The Community Court opened in 1998 as an alternative for handling low-level and nonviolent cases such as public drinking and loitering, with defendants often being ordered to perform community service. It was the nation’s second full-time court of its kind, modeled after Manhattan’s Midtown Community Court that opened in 1993.
“Our defendants ‘pay back’ the community for their violation,” Norko wrote in a letter announcing his retirement last year. “However, in having a defendant perform community service in the neighborhoods affected by their behavior, we are trying to connect the person with a sense of belonging and contributing to the community.”
The court has won several honors, including being named a mentor to courts across the country by the U.S. Department of Justice and Center for Court Innovation.

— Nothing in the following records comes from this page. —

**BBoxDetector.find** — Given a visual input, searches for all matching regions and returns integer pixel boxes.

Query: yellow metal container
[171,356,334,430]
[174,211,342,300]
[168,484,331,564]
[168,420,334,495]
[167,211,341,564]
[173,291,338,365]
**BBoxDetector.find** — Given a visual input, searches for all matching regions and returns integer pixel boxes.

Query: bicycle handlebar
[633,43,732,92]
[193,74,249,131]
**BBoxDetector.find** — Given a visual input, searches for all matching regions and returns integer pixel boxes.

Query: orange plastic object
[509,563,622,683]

Norko himself won a national honor last year — the American Bar Association’s Franklin N. Flaschner Award for outstanding judge in a specialized court.

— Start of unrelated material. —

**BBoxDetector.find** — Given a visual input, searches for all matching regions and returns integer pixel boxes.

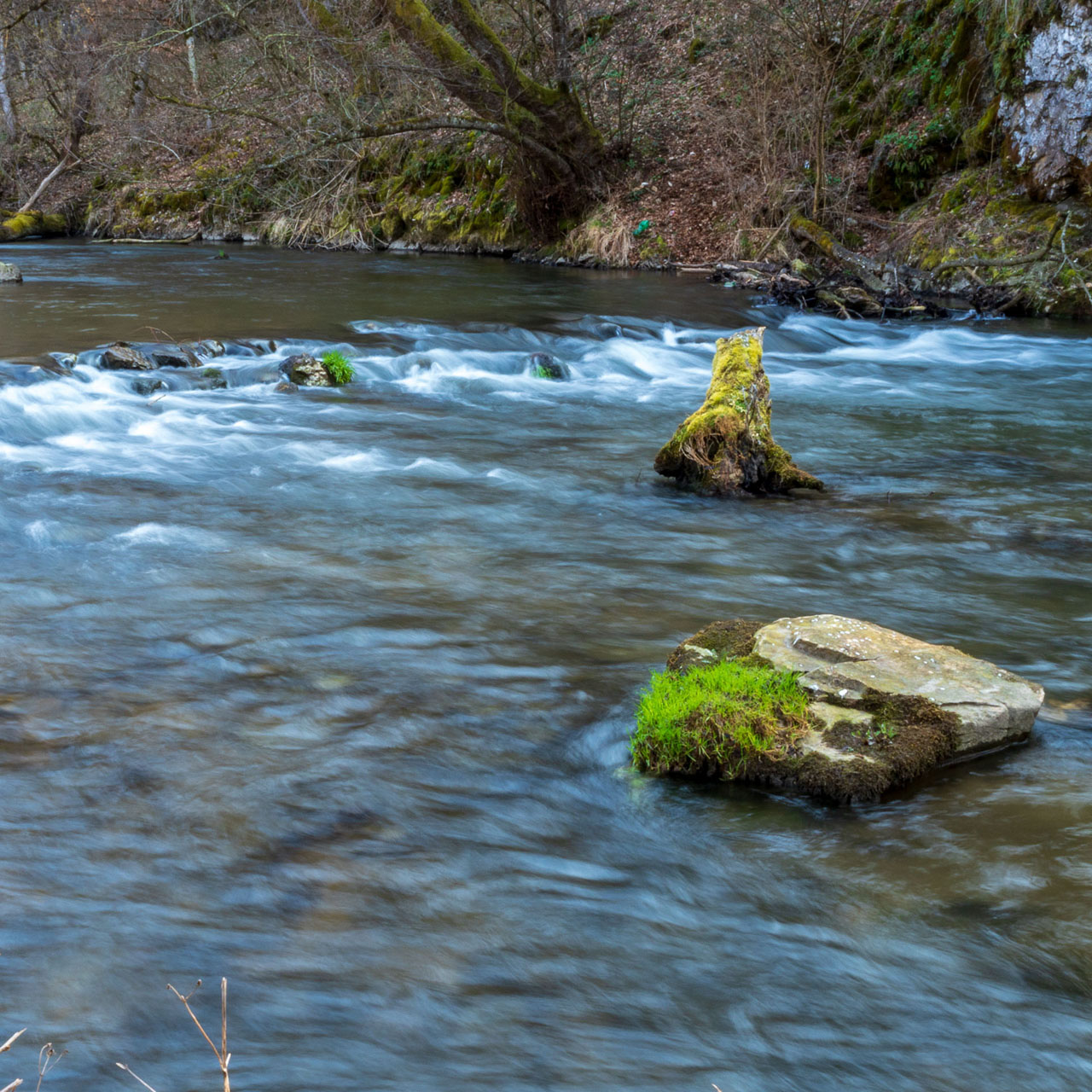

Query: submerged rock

Judge Patrick Carroll III, the state’s chief court administrator, said Norko was known for being a compassionate, yet firm, judge.
“He was hardworking, personable, committed and 100% dedicated to ensuring that every single person who appeared before him had meaningful access to justice,” Carroll said.
Norko began his legal career in 1970 as a legal aid lawyer for the poor. Democratic Gov. William O’Neill nominated him to the bench in 1985.